Tiffany Welford
- Country (sports): Australia
- Residence: Sunshine Coast, Australia
- Born: 12 April 1985 (age 39) Jakarta, Indonesia
- Height: 1.68 m (5 ft 6 in)
- Turned pro: 2001
- Plays: Right-handed (two-handed backhand)
- Prize money: $42,367

Singles
- Career record: 82–83
- Career titles: 1 ITF
- Highest ranking: No. 276 (7 February 2005)
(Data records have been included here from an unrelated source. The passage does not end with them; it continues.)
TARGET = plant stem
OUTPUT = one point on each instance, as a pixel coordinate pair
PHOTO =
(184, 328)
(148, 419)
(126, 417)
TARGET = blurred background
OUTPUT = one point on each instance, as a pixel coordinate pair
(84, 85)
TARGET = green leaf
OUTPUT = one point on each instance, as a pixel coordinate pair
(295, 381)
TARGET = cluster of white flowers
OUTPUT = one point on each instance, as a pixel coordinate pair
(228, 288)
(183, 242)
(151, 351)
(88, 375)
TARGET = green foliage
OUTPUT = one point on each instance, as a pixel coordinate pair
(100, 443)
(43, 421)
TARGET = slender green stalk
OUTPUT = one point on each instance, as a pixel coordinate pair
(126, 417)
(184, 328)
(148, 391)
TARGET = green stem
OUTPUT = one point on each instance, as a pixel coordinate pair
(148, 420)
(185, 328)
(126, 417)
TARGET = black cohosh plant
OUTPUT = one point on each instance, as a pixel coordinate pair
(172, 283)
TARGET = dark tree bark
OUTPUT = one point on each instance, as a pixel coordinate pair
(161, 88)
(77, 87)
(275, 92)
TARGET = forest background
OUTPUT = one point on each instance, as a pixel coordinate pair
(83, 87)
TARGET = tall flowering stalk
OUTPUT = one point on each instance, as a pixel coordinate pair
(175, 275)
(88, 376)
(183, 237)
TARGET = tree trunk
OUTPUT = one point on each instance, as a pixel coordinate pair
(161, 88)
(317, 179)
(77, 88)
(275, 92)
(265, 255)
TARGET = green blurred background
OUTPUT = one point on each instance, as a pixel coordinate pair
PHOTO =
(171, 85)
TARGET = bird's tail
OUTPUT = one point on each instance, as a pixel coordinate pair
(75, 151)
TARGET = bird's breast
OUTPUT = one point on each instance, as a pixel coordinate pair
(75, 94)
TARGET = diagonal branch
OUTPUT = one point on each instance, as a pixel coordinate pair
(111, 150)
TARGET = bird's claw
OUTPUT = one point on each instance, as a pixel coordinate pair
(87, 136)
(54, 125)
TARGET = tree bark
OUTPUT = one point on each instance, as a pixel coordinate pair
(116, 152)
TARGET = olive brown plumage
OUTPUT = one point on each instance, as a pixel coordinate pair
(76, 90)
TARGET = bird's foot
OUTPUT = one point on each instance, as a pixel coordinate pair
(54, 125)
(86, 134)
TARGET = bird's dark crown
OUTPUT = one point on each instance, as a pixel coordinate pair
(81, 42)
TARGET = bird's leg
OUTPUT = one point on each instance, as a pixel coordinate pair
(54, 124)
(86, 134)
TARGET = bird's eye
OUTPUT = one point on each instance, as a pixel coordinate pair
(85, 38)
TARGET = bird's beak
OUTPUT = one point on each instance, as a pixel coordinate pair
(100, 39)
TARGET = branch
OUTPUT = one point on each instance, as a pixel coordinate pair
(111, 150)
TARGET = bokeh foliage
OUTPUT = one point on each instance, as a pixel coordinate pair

Grand Slam singles results
- Australian Open: 1R (2005)

Doubles
- Career record: 34–39
- Career titles: 1 ITF
- Highest ranking: No. 478 (11 May 2009)

= Tiffany Welford =

Australian tennis player

Tiffany Welford (born 12 April 1985) is an Australian former professional tennis player.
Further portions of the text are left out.